There are moments here, too, which are as good as anything in past films – the build-up to Godzilla’s first appearance is immaculately handled. Directors often talk about the big G as an implacable force of nature, but Edwards really gets this right – Godzilla’s approach is heralded by fleeing wildlife, storms and tsunamis, and he really does seem like an impossibly immense avatar of total destruction. (Watanabe’s performance – with just the right level of awed reverence – does as much as the CGI to sell this.)
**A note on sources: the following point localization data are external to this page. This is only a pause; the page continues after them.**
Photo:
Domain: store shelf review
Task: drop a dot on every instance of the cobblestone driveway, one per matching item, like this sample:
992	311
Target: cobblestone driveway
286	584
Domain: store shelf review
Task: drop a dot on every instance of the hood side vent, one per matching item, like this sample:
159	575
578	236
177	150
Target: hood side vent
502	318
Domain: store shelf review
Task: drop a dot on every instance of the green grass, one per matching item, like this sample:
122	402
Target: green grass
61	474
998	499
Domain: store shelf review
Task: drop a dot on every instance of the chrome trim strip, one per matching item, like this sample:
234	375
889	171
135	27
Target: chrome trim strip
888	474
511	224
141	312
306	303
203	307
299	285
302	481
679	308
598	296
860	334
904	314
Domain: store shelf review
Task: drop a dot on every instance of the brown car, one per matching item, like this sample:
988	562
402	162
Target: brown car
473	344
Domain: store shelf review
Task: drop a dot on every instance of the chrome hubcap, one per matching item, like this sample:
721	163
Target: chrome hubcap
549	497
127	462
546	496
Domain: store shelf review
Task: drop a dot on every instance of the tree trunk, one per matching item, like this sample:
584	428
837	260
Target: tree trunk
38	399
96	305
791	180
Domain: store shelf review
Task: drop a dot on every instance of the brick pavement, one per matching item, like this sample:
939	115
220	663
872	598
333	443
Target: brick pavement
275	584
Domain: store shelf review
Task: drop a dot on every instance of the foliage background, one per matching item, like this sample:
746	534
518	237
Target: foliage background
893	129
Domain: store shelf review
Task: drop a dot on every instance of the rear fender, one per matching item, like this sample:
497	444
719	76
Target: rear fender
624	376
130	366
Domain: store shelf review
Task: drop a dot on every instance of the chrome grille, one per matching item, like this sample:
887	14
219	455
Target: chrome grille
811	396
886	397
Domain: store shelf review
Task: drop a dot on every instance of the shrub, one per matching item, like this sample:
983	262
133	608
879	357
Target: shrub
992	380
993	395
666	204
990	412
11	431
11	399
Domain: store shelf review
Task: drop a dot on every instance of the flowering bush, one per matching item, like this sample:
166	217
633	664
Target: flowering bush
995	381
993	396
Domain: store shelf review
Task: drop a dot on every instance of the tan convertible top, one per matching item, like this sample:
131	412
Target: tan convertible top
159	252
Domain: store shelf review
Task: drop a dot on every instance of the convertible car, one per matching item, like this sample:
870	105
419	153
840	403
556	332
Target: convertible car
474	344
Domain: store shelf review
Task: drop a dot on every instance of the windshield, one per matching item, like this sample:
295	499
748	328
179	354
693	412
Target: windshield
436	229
On the other hand, the movie does subscribe to the current genre dogma that all giant monster fights must take place after dark and under conditions of poor visibility, which I found a bit disappointing. God knows what watching this film in 3D must be like, given the light-loss involved: a pitch-black screen and a lot of roaring, I suppose. It also seems for much of the film that Edwards is either being a total tease or trying to make an art-house Godzilla film – no sooner does a monster fight start or a city begin to be devastated than Edwards cuts away to something else. There is a very enjoyable monster battle at the end, but I could have happily watched a lot more of this stuff.

And it is all a bit po-faced, too. Perhaps wary of accusations that a film about an immense fire-breathing nuclear dragon could be considered a touch silly, the tone of the new Godzilla is very earnest. There is no winking at the camera, hardly any jokes, no sign of the more extravagant genre elements (alien invasions, time travel, giant mystic lepidopterae) that distinguish the best of the Japanese films. All Godzilla films are, on one level, absurd, but this film never quite summons up the self-confidence to relax and revel in this (perhaps slightly surprising, given one of the Toho execs credited is Yoshimitsu Banno, who directed the bonkers 1971 movie Godzilla Vs Hedorah).

So we are left with a film which has many of the usual flaws of a Japanese kaiju film – primarily the incredibly thin human characters and dubious plotting – but none of its sense of fun or imagination. Some very fine actors are absurdly underused in Godzilla, especially the women (as well as Hawkins, Elizabeth Olsen gets hardly anything to do as Taylor-Johnson’s wife). The first act of the film is very nearly confusing to watch, as well, given this is supposed to be a Godzilla movie yet the plot focuses exclusively on the Mutos (I suppose you could argue that this is itself another sign of the film’s reverence for genre conventions, given how much the later Japanese films focused on their antagonists’ origin stories).

It would be wrong of me to say that this film lived up to my expectations, but then those expectations were immensely high to begin with. That doesn’t mean it’s a bad film, by any means. Any even halfway-successful attempt at an American Godzilla is always going to be a bit weird, and this film is halfway-successful at the very least. It’s not one of the greatest Godzilla movies ever made, but its treatment of the character gets so many things absolutely right that it’s almost impossible for me not to like it.